Would you believe I was listening to Serj Tankian's Lie Lie Lie when I wrote this? Ah, anyway. I've been quiet for long time with Hero, so I decided I'd post some of the one-shots I've written during this time. I'm not droppin the Hero, I'm just ...waiting for inspiration to continue its writing. I'm a bit more into tenipuri at the moment. sorry, guys.

This is dedicated to Hopeakaarme, who challenged me to write this.

Kippei, dear Kippei. Don't cry. Oh, I know your eyes are dry. I believe that there hasn't been a day after your birth that you've shed a tear. You were a quiet child, never disturbing your parents' sleep. You mother told me this. She been crying for you. An too – remember your little sister? – and she didn't even like Atobe. Yet you don't leave this dump of a room. The pretty silver-haired dude who loved you is dead. Now move on.

That's right, come out to the sun with me. I don't care if you want to sit in the shade, just look at all the life around you. You don't know how happy you made your mother and sister this morning, when you finally came out and ate breakfast with us. I could see tears in their eyes. I'm sitting here next to. Here's a shoulder, lean on it – you look tired. Exhausted by the little walk? That's what not eating does to you. You can sleep there, alright. It'll just like the old days.

You know that thing you said to me when I first came to you – You're wrong. I never hated Atobe. I enjoyed teasing him, I did. I'm going to miss that. But I miss you even more. Even if I now put my hands on you, you wouldn't respond, not even to push me away. You're so pathetic, Kippei. Just let him go. He can't come back to you anymore. Look, here's your old team. Remember when you told me Kamio was cute? How can you live with yourself, putting these kids to tears?

Stand up and face it, Kippei! I'll be here to support you through this, and I'm not the only one. Where is the lion I love? The Kippei I know is not weak. Come to the sun. Come to the court. Here's your racket. Remember what it's like to be alive.

Watching the light in your eyes slowly reborn is the most beautiful sight I've ever seen. Hearing your deep laugh after so long makes my heart beat so fast it hurts. It's like a gift from gods. Whenever something reminds you of him your eyes dim, but the life is bound to return. Don't fight it, Kippei. No one can die of losing someone they love. Not you at least, the beast who only knows tears in his heart. You have so much to live for.

It's been a year since then. You're doing great. I'm so proud of you. Come, let's sit in the shade and watch your gang play. No? Figures you'd rather sit in the sun. That's fine by me. Just yesterday you surprised me by kissing me. Even in the old days you never did that. It was always me who kissed you. You didn't have to thank me – like I would leave you alone when you need me. Silly Kippei.

No need to rush something that's always been there. Let it grow on its own. I love you, Kippei. This time let's wait – Like I do, love me a bit more everyday. Until you no longer seek for my acceptance for you grief or letting go of it. Until you no longer lean on me so heavily you'd fall if I let go. Until you stand on your own, like adults let's build a lasting relationship, and then find the depths of this love. We can now that no one stands between us.

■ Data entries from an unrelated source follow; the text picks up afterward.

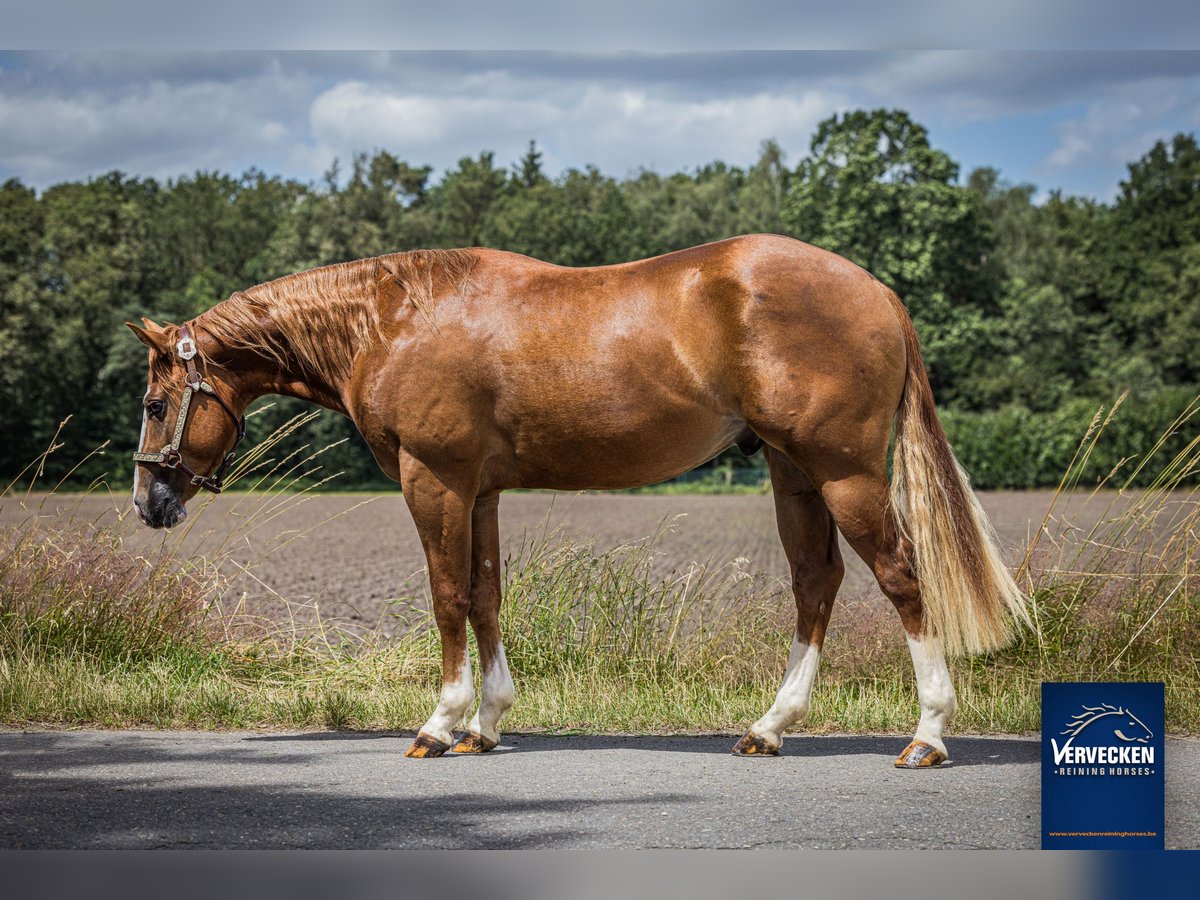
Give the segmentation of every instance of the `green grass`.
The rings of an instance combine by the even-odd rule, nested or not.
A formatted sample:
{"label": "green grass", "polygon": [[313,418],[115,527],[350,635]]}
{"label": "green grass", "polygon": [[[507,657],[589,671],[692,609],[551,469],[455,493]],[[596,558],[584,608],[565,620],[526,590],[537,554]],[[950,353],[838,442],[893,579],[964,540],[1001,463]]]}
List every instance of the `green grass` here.
{"label": "green grass", "polygon": [[[1083,531],[1072,524],[1079,505],[1110,502],[1076,483],[1106,421],[1080,444],[1018,572],[1038,631],[952,663],[956,731],[1037,729],[1043,680],[1161,680],[1169,730],[1200,732],[1200,504],[1183,489],[1200,438],[1114,472],[1116,487],[1147,466],[1160,474]],[[239,470],[265,490],[248,498],[258,506],[243,528],[305,501],[289,486],[307,462],[269,450]],[[393,730],[428,716],[437,641],[417,604],[395,638],[330,623],[263,630],[229,612],[239,596],[222,548],[198,558],[173,546],[139,556],[112,530],[37,517],[0,536],[0,723]],[[557,534],[514,549],[502,624],[517,705],[504,727],[737,732],[770,705],[793,622],[782,584],[736,565],[656,576],[656,552],[655,539],[599,551]],[[835,611],[808,730],[909,732],[917,714],[894,614]]]}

02.08.2008 - the second anniversary of Atobe Keigo's death. We went to see his grave this morning. You didn't tremble, and I held your hand. You still love him, but you're now strong enough to love another person as well. He'd have wanted you to be stuck on him forever, you know. He underestimated your strength. I never did. I won't chain you to me, so I won't be in turn chained on the ground.

You're sleeping naked next to me, and I indulge in my guilty pleasure of watching you sleep. It's been a long time since you murmured his name in your sleep. I won't have you worry – I'll take care of you for as long as you want me to. Now there is only one thing left for me to do.

I get up, careful not to wake you, and go to the kitchen where I from time to time burn paper in the sink. You don't like it, because sometimes the alarm wakes you up. The lock of hair you keep in your personal drawer, in the locked box, burns away fast, like melting ice in a hot desert sun. Next I set fire on the note I've kept with me for the last two years. The one in which he told me to meet him on the cliff by the sea.

I hear his voice telling me he's about to propose to you. I feel his hand in mine, when it was the only thing he was hanging from above the rocks down below. I see his eyes when he understood why I suddenly stopped pulling him up. The look on his face when I let go fades from my memory as the words written in his handwriting disappear to the red, yellow and blue flames.

I didn't hate him, Kippei, but I love you.